Find LCM
t^3+8t^2+16,t^2-8t
To find the least common multiple (LCM) of two polynomial expressions, we need to factorize each expression and identify their common factors.
Let's start with the first expression, t^3 + 8t^2 + 16. The expression cannot be easily factored using common methods like factoring by grouping or difference of squares.

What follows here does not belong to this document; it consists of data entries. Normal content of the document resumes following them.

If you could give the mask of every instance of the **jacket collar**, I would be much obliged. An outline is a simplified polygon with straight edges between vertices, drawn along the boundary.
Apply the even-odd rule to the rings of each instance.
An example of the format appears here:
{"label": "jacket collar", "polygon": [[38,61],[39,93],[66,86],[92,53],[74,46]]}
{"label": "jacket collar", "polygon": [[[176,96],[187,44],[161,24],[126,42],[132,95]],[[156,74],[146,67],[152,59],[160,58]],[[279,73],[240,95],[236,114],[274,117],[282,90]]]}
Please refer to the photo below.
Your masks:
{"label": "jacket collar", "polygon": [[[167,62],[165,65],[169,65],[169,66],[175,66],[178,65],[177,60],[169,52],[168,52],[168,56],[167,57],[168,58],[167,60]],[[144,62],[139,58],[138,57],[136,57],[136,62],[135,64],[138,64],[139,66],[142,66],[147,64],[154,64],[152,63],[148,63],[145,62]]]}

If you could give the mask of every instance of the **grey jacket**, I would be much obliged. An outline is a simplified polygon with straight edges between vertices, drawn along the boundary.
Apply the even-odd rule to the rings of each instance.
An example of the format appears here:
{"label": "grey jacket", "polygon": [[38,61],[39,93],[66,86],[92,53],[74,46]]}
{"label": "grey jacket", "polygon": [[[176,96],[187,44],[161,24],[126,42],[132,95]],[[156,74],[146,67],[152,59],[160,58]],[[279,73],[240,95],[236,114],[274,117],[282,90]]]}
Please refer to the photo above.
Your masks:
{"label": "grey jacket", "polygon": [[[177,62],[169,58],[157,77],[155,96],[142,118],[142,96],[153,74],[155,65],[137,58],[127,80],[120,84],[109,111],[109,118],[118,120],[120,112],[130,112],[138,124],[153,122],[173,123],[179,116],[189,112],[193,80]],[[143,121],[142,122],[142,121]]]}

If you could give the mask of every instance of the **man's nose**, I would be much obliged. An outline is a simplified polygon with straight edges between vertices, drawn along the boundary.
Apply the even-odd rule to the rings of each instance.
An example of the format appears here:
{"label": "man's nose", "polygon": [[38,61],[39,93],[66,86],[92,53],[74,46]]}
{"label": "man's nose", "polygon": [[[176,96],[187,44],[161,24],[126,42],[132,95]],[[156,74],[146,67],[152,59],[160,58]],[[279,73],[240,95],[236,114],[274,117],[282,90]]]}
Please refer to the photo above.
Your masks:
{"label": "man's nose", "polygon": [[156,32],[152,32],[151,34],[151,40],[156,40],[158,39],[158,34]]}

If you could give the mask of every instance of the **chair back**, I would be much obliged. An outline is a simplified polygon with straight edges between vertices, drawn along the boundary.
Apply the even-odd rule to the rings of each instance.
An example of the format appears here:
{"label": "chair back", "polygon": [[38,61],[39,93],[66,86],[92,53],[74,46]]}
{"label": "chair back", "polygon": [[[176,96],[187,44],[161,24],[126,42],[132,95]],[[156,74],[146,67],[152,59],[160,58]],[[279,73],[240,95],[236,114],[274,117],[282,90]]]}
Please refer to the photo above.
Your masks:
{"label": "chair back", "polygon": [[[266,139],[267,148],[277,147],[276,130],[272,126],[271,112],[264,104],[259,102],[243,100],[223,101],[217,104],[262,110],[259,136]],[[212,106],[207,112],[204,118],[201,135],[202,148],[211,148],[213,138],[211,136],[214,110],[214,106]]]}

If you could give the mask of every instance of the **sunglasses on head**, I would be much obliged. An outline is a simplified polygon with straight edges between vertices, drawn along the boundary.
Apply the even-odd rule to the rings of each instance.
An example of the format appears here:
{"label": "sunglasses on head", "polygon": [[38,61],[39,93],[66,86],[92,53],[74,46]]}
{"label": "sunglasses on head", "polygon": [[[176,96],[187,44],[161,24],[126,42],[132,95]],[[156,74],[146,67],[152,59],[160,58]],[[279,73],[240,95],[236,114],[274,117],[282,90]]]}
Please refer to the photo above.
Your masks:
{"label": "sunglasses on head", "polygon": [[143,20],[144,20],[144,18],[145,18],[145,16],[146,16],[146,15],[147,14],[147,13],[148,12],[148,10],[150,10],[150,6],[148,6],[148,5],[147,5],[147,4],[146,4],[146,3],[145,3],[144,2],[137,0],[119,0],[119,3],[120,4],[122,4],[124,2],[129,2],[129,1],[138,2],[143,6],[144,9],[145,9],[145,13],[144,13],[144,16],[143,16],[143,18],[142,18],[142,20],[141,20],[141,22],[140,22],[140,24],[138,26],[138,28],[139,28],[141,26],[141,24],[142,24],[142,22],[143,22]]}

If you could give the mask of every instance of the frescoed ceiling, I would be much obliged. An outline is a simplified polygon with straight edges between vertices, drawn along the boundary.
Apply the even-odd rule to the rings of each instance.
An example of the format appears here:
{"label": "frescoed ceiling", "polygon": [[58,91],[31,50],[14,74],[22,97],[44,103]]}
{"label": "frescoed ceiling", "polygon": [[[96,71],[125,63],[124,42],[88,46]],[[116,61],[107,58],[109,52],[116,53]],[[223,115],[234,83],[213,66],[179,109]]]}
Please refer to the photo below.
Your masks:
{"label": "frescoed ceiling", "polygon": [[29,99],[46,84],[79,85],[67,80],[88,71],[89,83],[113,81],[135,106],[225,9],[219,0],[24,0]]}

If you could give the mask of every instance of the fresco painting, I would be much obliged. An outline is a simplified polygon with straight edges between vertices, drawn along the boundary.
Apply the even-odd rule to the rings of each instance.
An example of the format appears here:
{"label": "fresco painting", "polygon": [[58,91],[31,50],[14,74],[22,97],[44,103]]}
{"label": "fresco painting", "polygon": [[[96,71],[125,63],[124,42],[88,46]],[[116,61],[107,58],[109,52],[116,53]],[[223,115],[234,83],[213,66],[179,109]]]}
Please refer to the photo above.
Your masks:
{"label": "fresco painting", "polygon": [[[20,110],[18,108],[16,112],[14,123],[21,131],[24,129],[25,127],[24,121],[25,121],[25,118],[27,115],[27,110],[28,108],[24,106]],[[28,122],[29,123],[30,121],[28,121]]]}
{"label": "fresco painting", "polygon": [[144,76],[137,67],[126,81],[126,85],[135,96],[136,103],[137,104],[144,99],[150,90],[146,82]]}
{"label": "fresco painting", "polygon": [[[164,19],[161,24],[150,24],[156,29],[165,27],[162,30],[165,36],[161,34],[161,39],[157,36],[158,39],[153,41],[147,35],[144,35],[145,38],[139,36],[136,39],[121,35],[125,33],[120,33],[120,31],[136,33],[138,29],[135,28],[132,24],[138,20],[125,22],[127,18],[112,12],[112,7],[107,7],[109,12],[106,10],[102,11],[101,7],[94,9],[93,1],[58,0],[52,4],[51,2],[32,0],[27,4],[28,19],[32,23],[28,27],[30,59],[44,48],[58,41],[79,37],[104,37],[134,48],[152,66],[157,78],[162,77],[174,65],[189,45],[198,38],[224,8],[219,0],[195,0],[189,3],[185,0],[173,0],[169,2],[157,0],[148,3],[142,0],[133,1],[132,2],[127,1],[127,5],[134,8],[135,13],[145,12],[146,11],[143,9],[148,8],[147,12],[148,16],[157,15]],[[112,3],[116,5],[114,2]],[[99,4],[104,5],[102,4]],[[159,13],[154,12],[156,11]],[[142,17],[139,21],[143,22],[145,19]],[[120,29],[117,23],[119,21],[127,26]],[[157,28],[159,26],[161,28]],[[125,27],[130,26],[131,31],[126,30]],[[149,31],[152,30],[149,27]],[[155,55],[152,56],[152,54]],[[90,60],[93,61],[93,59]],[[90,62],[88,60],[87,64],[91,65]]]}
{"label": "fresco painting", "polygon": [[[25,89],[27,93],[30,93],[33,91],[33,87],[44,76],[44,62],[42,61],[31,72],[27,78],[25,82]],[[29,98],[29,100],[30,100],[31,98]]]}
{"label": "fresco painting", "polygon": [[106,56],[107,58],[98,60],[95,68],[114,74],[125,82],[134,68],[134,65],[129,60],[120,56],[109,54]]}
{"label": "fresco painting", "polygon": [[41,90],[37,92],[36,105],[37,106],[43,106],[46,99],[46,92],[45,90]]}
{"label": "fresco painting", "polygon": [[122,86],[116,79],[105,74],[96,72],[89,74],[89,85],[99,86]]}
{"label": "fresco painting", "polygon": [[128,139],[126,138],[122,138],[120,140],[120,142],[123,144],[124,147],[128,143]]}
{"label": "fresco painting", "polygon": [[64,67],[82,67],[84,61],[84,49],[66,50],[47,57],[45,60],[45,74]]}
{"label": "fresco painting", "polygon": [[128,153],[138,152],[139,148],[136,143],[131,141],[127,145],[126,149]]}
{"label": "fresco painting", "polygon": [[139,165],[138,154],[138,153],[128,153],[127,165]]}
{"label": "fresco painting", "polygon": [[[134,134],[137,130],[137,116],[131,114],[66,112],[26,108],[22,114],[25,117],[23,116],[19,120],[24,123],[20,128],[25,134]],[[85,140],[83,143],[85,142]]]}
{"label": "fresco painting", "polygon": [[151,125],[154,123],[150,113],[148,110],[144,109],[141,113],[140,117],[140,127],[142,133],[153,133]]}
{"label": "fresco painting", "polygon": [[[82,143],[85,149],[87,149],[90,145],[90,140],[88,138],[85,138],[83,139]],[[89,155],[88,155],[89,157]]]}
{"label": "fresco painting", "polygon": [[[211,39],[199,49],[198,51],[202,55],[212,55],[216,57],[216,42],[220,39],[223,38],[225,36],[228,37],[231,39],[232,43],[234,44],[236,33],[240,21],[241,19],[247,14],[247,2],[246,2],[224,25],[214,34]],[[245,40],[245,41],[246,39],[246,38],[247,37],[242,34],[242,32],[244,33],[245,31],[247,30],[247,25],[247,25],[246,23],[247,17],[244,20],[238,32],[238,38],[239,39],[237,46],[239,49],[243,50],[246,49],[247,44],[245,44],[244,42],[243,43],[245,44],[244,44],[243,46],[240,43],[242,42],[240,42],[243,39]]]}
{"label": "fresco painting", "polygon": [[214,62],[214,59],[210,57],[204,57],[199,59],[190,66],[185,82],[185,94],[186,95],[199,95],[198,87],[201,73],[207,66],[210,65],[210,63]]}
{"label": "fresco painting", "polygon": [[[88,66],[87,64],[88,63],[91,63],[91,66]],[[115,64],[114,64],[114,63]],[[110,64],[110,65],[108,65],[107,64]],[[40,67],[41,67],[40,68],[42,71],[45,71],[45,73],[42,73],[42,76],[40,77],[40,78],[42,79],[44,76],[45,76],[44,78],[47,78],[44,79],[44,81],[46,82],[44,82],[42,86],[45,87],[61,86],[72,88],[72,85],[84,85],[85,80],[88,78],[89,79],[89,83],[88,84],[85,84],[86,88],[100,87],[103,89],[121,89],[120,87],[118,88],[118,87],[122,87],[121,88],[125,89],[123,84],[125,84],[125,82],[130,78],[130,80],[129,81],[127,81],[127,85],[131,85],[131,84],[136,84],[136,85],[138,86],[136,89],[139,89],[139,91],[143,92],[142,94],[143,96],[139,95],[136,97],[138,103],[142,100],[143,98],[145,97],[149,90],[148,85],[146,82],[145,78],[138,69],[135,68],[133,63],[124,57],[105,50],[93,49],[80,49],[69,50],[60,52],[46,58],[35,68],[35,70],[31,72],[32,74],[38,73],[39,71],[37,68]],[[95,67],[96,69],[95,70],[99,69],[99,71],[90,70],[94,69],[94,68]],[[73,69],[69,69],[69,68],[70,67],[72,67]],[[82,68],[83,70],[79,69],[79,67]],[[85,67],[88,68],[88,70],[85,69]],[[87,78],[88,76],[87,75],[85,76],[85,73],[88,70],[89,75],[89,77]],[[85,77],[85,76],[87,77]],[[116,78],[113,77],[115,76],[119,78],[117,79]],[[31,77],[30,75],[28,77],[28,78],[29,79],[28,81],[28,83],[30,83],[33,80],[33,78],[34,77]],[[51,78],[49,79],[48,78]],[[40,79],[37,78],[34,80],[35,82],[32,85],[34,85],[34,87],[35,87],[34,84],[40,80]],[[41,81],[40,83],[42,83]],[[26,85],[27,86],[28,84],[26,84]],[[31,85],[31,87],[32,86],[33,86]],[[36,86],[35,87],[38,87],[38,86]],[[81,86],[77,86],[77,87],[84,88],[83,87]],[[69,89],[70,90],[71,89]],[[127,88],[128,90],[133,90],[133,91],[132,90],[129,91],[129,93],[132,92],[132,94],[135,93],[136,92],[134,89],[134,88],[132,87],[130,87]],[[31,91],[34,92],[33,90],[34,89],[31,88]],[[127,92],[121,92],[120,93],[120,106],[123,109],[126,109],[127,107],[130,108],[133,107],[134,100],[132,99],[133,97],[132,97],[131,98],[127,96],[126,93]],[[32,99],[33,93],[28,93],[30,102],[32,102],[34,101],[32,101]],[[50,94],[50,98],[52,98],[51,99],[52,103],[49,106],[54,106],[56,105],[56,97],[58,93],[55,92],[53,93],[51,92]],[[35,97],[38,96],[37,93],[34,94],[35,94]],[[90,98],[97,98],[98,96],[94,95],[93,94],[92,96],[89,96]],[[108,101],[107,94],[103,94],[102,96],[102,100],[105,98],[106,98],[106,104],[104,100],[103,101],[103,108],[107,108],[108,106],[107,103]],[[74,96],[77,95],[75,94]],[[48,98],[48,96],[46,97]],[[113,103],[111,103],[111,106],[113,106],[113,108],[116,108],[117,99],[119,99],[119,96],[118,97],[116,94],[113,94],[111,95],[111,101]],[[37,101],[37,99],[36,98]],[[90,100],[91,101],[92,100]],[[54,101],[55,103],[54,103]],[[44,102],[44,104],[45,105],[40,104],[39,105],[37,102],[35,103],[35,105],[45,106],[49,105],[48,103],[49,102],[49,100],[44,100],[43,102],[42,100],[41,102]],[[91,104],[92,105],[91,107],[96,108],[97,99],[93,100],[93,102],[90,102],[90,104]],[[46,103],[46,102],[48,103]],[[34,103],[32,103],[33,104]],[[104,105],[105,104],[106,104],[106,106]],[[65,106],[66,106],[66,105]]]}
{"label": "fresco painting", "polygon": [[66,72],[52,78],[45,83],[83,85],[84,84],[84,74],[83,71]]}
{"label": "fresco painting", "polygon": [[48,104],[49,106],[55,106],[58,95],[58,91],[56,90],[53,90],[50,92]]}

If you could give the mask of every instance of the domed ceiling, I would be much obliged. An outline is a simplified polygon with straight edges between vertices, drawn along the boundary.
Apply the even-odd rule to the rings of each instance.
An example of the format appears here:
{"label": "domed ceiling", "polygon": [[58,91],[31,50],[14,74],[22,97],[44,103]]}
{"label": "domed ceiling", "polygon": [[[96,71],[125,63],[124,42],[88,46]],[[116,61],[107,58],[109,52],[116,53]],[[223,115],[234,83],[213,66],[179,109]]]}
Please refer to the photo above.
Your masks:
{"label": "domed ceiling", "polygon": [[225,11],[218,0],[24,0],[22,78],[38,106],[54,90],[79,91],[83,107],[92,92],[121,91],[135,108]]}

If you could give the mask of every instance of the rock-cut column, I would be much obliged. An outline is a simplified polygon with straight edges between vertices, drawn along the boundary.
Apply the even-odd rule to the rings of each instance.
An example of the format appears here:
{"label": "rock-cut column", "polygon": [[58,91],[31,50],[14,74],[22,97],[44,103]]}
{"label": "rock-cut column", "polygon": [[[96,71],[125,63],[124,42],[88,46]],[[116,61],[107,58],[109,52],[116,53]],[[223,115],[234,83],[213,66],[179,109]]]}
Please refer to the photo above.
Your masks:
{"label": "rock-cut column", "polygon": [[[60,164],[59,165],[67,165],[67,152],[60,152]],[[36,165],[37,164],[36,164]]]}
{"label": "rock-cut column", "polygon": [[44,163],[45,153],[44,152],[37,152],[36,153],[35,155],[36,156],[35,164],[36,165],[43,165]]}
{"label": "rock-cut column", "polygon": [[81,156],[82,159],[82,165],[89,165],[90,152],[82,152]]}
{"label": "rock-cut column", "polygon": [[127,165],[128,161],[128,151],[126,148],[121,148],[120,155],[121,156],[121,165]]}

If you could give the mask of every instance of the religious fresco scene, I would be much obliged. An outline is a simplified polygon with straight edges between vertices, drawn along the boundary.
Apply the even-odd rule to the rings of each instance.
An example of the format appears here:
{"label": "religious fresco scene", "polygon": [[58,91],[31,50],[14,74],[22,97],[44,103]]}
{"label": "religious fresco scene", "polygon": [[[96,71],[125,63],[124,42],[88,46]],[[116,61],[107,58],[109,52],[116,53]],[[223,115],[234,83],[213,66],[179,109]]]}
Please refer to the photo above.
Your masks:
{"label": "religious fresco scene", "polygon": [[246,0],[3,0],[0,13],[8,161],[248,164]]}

However, we can use a special factorization formula called the sum of cubes identity.
The equation t^3 + 8t^2 + 16 can be rewritten as (t + 2)^3. This is because the expression follows the sum of cubes pattern: a^3 + b^3 = (a + b)(a^2 - ab + b^2), where a = t and b = 2.
Next, let's factorize the second expression, t^2 - 8t. We can factor out a common factor of t, which gives us t(t - 8).
Now, let's determine the LCM by finding the highest power of each factor. Since we have (t+2)^3 as a factor, the highest power of (t+2) is 3. Similarly, the highest power of (t-8) is 1 (since it's not squared or cubed).
Therefore, the LCM of t^3 + 8t^2 + 16 and t^2 - 8t is (t+2)^3 * t * (t-8).
Note that you can also multiply the expressions out completely and then take the common factors, but it is generally preferred to factorize them partially unless specifically asked to do so.